Yes, but the learning isn't constrained by those laws. If I steal a book and read it, I'm guilty of the crime of theft. You can put me in jail, try me before a jury, fine me, and put me in prison according to whatever laws I broke.
Nothing in my sentence constrains my ability to teach someone else the stuff I learned, though! In fact, the first amendment makes it pretty damn clear that nothing can constrain that freedom.
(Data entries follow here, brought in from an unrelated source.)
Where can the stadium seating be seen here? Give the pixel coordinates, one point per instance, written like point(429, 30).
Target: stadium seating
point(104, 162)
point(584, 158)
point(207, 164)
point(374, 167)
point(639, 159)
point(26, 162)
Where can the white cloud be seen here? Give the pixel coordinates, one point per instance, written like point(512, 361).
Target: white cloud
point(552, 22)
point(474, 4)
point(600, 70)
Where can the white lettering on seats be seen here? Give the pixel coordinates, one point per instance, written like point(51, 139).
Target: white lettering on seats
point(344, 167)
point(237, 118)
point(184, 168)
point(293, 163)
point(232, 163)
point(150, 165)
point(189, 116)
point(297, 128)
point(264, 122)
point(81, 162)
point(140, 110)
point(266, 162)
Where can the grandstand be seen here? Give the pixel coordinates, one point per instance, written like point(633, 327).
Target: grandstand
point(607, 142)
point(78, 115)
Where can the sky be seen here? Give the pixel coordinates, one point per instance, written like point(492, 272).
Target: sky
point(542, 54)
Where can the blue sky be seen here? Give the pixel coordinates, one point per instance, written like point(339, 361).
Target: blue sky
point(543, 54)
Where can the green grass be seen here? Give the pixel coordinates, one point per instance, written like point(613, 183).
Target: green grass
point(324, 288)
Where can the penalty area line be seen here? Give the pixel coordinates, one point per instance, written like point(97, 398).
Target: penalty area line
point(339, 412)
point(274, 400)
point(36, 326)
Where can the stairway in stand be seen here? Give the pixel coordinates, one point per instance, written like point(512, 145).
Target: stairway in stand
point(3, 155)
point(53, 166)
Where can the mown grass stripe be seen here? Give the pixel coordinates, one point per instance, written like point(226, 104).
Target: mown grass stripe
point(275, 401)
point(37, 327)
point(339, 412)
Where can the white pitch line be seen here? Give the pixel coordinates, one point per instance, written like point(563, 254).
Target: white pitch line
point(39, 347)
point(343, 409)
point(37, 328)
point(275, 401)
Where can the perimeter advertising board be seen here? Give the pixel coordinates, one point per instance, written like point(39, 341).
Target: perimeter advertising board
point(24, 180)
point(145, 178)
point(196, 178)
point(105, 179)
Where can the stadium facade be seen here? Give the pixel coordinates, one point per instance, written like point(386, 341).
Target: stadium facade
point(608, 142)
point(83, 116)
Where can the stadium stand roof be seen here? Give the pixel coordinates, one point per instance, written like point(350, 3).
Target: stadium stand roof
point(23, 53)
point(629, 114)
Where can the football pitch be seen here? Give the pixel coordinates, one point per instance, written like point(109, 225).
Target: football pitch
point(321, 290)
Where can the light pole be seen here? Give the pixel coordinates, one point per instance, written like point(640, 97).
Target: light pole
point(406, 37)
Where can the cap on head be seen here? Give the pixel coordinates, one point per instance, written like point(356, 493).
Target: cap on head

Also, note that the example is malformed: in almost all these cases, Meta et. al. aren't "stealing" anything anyway. They're downloading and reading stuff on the internet that is available for free. If you or I can't be prosecuted for reading a preprint from arXiv.org or whatever, it's a very hard case to make that an AI can.
Again, copyright isn't the tool here. We need better laws.
Sure, but OpenAI (same as Google, and Facebook, and all the others) is illegally copying the book, and they want this to be legal for them.
It's perhaps arguable whether it's OK for an LLM to be trained on freely available but licensed works, such as the Linux source code. There you can get in arguments about learning vs machine processing, and whether the LLM is a derived work etc
But it's not arguable that copying a book that you have not even bought to store in your corporate data lake to later use for training is a blatant violation of basic copyright. It's exactly like borrowing a book from a library, photocopying it, and then putting it in your employee-only corporate library.
One thing is downloading pirated copy and reading it for yourself and another thing is running a business based on downloading millions of pirated works.